No encontro com os jornalistas, D. Francisco destacou também a parte da mensagem que o Papa dedica ao complexo problema que é a “realidade das migrações forçadas”, incentivando os jornalistas a contar a história destas pessoas.
“Neste momento vivemos um contexto muito doloroso. Ontem mesmo, a ONU comunicou que chegamos a 100 milhões de refugiados, uma população equivalente à quarta população mundial que é o Egipto. Isto faz pensar”, apontou.
A comunicação social tem um papel essencial para ajudar a “superar os preconceitos acerca dos migrantes”, mesmo tendo consciência “que não é um assunto fácil”, “mas é algo que deve estar sobre a mesa para que a sociedade amadureça e não permitamos que aconteça o gesto covarde de fechar os olhos”, salientou o arcebispo.
Para D. Francisco Senra Coelho, é preciso aprender a “ouvir o outro, tentar perceber o seu angulo de vista, falar com verdade”, pois só “com a verdade se pode construir a riqueza da diferença, algo de novo e que seja capaz de ir ao encontro do mundo que espera verdade, transparência e acolhimento”.
A guerra na Ucrânia foi também ponto de reflexão neste encontro, tanto mais que colocou aos meios de comunicação novos desafios.
Fazendo uso do ditado popular “Em tempo de guerra, mentira como terra”, o arcebispo de Évora reconhece a importância dos ‘media’ na “nobre missão” de informar, mas destaca alguns aspetos menos positivos.
“Primeiro, há imagens, realidades que fazem parte da crueldade de uma guerra que sendo repetidas à exaustão, quase obsessivamente, faz com que entremos numa dimensão de mentalização.
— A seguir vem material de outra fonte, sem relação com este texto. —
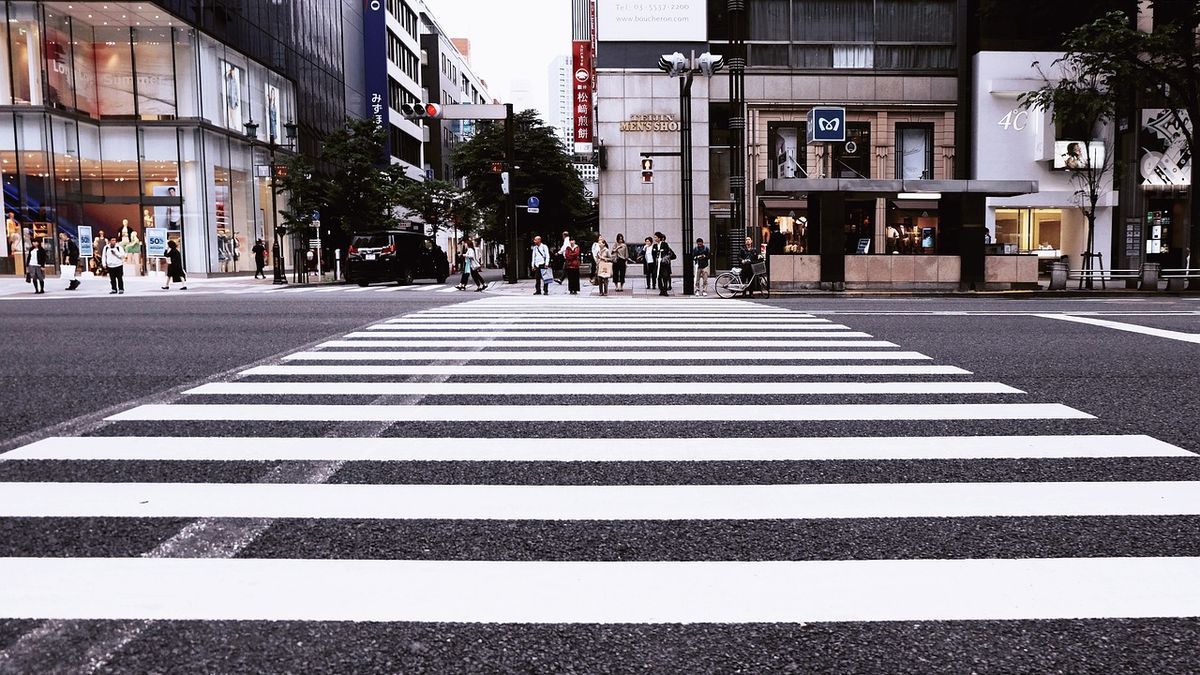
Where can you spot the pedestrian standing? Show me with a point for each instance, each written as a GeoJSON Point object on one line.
{"type": "Point", "coordinates": [701, 256]}
{"type": "Point", "coordinates": [571, 256]}
{"type": "Point", "coordinates": [175, 266]}
{"type": "Point", "coordinates": [259, 251]}
{"type": "Point", "coordinates": [663, 257]}
{"type": "Point", "coordinates": [619, 262]}
{"type": "Point", "coordinates": [35, 266]}
{"type": "Point", "coordinates": [647, 258]}
{"type": "Point", "coordinates": [604, 266]}
{"type": "Point", "coordinates": [70, 260]}
{"type": "Point", "coordinates": [114, 264]}
{"type": "Point", "coordinates": [539, 260]}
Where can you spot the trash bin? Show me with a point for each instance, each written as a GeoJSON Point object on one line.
{"type": "Point", "coordinates": [1059, 275]}
{"type": "Point", "coordinates": [1150, 276]}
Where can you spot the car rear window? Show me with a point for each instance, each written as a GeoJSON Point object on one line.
{"type": "Point", "coordinates": [370, 242]}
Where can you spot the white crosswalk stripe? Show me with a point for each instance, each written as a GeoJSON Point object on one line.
{"type": "Point", "coordinates": [688, 410]}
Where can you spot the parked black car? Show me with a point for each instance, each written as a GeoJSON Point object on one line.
{"type": "Point", "coordinates": [395, 256]}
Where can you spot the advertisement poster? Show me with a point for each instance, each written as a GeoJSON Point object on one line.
{"type": "Point", "coordinates": [231, 90]}
{"type": "Point", "coordinates": [85, 242]}
{"type": "Point", "coordinates": [581, 105]}
{"type": "Point", "coordinates": [274, 129]}
{"type": "Point", "coordinates": [167, 216]}
{"type": "Point", "coordinates": [156, 243]}
{"type": "Point", "coordinates": [1164, 139]}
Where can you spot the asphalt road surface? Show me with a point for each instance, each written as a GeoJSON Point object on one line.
{"type": "Point", "coordinates": [436, 481]}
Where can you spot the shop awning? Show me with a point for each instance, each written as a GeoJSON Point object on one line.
{"type": "Point", "coordinates": [865, 186]}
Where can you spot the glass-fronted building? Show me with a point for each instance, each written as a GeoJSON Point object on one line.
{"type": "Point", "coordinates": [120, 117]}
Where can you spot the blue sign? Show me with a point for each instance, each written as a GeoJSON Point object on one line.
{"type": "Point", "coordinates": [375, 53]}
{"type": "Point", "coordinates": [85, 249]}
{"type": "Point", "coordinates": [827, 125]}
{"type": "Point", "coordinates": [156, 242]}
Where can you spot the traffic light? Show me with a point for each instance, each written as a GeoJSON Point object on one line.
{"type": "Point", "coordinates": [418, 112]}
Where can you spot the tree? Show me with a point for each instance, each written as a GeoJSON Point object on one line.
{"type": "Point", "coordinates": [1080, 99]}
{"type": "Point", "coordinates": [540, 169]}
{"type": "Point", "coordinates": [364, 189]}
{"type": "Point", "coordinates": [439, 203]}
{"type": "Point", "coordinates": [1165, 60]}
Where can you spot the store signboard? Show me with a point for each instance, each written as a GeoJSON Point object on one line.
{"type": "Point", "coordinates": [156, 242]}
{"type": "Point", "coordinates": [581, 94]}
{"type": "Point", "coordinates": [85, 242]}
{"type": "Point", "coordinates": [1165, 159]}
{"type": "Point", "coordinates": [679, 21]}
{"type": "Point", "coordinates": [375, 52]}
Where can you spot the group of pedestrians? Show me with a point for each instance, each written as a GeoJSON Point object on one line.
{"type": "Point", "coordinates": [471, 263]}
{"type": "Point", "coordinates": [610, 263]}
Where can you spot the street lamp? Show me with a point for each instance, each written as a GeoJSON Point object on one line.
{"type": "Point", "coordinates": [677, 65]}
{"type": "Point", "coordinates": [289, 131]}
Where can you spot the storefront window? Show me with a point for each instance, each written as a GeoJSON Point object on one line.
{"type": "Point", "coordinates": [789, 157]}
{"type": "Point", "coordinates": [156, 72]}
{"type": "Point", "coordinates": [852, 159]}
{"type": "Point", "coordinates": [114, 72]}
{"type": "Point", "coordinates": [915, 151]}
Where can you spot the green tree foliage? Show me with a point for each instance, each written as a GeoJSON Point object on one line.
{"type": "Point", "coordinates": [441, 204]}
{"type": "Point", "coordinates": [364, 189]}
{"type": "Point", "coordinates": [541, 169]}
{"type": "Point", "coordinates": [1164, 65]}
{"type": "Point", "coordinates": [1081, 99]}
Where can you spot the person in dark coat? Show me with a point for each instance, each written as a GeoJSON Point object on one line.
{"type": "Point", "coordinates": [175, 266]}
{"type": "Point", "coordinates": [70, 260]}
{"type": "Point", "coordinates": [259, 251]}
{"type": "Point", "coordinates": [663, 257]}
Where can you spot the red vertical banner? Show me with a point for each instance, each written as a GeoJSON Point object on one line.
{"type": "Point", "coordinates": [581, 103]}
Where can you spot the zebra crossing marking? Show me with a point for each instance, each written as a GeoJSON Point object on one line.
{"type": "Point", "coordinates": [797, 412]}
{"type": "Point", "coordinates": [222, 448]}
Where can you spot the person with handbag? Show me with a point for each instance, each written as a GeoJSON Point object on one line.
{"type": "Point", "coordinates": [539, 260]}
{"type": "Point", "coordinates": [114, 264]}
{"type": "Point", "coordinates": [175, 266]}
{"type": "Point", "coordinates": [35, 266]}
{"type": "Point", "coordinates": [663, 257]}
{"type": "Point", "coordinates": [619, 262]}
{"type": "Point", "coordinates": [70, 260]}
{"type": "Point", "coordinates": [647, 258]}
{"type": "Point", "coordinates": [604, 266]}
{"type": "Point", "coordinates": [574, 256]}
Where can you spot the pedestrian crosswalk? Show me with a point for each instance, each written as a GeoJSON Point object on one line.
{"type": "Point", "coordinates": [505, 414]}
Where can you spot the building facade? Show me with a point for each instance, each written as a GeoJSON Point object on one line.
{"type": "Point", "coordinates": [130, 120]}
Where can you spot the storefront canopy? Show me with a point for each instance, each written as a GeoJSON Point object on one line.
{"type": "Point", "coordinates": [864, 186]}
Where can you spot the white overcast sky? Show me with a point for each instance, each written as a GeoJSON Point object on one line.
{"type": "Point", "coordinates": [509, 41]}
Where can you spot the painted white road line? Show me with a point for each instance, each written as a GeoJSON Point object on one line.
{"type": "Point", "coordinates": [798, 412]}
{"type": "Point", "coordinates": [621, 388]}
{"type": "Point", "coordinates": [581, 344]}
{"type": "Point", "coordinates": [469, 332]}
{"type": "Point", "coordinates": [599, 502]}
{"type": "Point", "coordinates": [1194, 338]}
{"type": "Point", "coordinates": [713, 321]}
{"type": "Point", "coordinates": [564, 356]}
{"type": "Point", "coordinates": [743, 370]}
{"type": "Point", "coordinates": [875, 448]}
{"type": "Point", "coordinates": [598, 592]}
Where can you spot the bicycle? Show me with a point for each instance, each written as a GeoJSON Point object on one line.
{"type": "Point", "coordinates": [729, 284]}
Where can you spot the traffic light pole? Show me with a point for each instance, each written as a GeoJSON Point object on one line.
{"type": "Point", "coordinates": [513, 256]}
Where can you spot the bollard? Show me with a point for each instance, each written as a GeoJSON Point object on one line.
{"type": "Point", "coordinates": [1150, 276]}
{"type": "Point", "coordinates": [1059, 276]}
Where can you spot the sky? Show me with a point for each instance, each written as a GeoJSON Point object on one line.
{"type": "Point", "coordinates": [509, 41]}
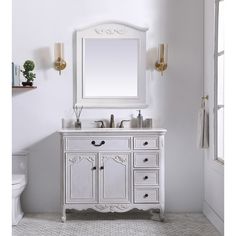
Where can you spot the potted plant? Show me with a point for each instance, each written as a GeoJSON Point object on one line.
{"type": "Point", "coordinates": [27, 73]}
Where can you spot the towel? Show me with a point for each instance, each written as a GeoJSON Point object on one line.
{"type": "Point", "coordinates": [203, 128]}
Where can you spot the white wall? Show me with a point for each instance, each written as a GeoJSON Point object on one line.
{"type": "Point", "coordinates": [174, 98]}
{"type": "Point", "coordinates": [213, 170]}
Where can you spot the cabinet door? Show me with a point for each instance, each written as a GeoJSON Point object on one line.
{"type": "Point", "coordinates": [114, 177]}
{"type": "Point", "coordinates": [80, 182]}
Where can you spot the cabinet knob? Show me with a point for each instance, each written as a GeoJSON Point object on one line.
{"type": "Point", "coordinates": [98, 145]}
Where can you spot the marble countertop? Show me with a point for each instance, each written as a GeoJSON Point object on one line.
{"type": "Point", "coordinates": [108, 130]}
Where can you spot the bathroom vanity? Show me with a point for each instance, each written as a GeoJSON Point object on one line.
{"type": "Point", "coordinates": [112, 170]}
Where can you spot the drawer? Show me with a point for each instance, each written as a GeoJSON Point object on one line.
{"type": "Point", "coordinates": [146, 195]}
{"type": "Point", "coordinates": [150, 177]}
{"type": "Point", "coordinates": [149, 142]}
{"type": "Point", "coordinates": [147, 159]}
{"type": "Point", "coordinates": [97, 143]}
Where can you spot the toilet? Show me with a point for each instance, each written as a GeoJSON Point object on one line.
{"type": "Point", "coordinates": [19, 182]}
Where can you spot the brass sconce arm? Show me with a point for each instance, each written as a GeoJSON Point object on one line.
{"type": "Point", "coordinates": [59, 63]}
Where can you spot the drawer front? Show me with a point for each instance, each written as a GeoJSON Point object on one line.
{"type": "Point", "coordinates": [146, 195]}
{"type": "Point", "coordinates": [150, 142]}
{"type": "Point", "coordinates": [146, 177]}
{"type": "Point", "coordinates": [146, 159]}
{"type": "Point", "coordinates": [97, 143]}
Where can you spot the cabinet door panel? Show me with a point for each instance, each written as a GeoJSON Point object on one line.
{"type": "Point", "coordinates": [114, 177]}
{"type": "Point", "coordinates": [80, 178]}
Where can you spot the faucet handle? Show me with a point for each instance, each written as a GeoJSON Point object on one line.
{"type": "Point", "coordinates": [122, 123]}
{"type": "Point", "coordinates": [101, 122]}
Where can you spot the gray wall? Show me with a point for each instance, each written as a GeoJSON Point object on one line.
{"type": "Point", "coordinates": [174, 98]}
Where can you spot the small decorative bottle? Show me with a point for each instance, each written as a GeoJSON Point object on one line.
{"type": "Point", "coordinates": [139, 119]}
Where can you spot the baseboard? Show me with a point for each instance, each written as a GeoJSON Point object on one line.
{"type": "Point", "coordinates": [213, 217]}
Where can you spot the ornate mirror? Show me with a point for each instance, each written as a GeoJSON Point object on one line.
{"type": "Point", "coordinates": [110, 66]}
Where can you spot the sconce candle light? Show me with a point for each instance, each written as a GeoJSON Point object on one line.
{"type": "Point", "coordinates": [161, 63]}
{"type": "Point", "coordinates": [59, 63]}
A repetição faz a mentalização e a certa altura já não temos defesas, a nossa capacidade critica perde a sua reação e absorvemos pacificamente”, diz.
Mas, se na base dessa imagem, “estiver um critério ideológico, uma intencionalidade”, então “há uma manipulação da opinião publica, para a levar para um determinado angulo que previamente se pretende”, acrescenta, dizendo-se preocupado com esta situação.
Um outro aspeto, prende-se com o que se pode chamar de banalização da vida.
“Ficamos tão habituados a ver matar, destruir, com uma crueldade aberrante, que a certa altura se perde a capacidade do horror, passa a ser tudo normal. Há uma desinformação neste ato e percebemos quão deturpada sai a valorização da pessoa humana. É uma espécie de filme de horror que passa, mas que é verdade e não é ficção”, menciona.
Preocupante é também o ter-se chegado ao ponto “de não saber o que é verdade”, dada a manipulação que existe.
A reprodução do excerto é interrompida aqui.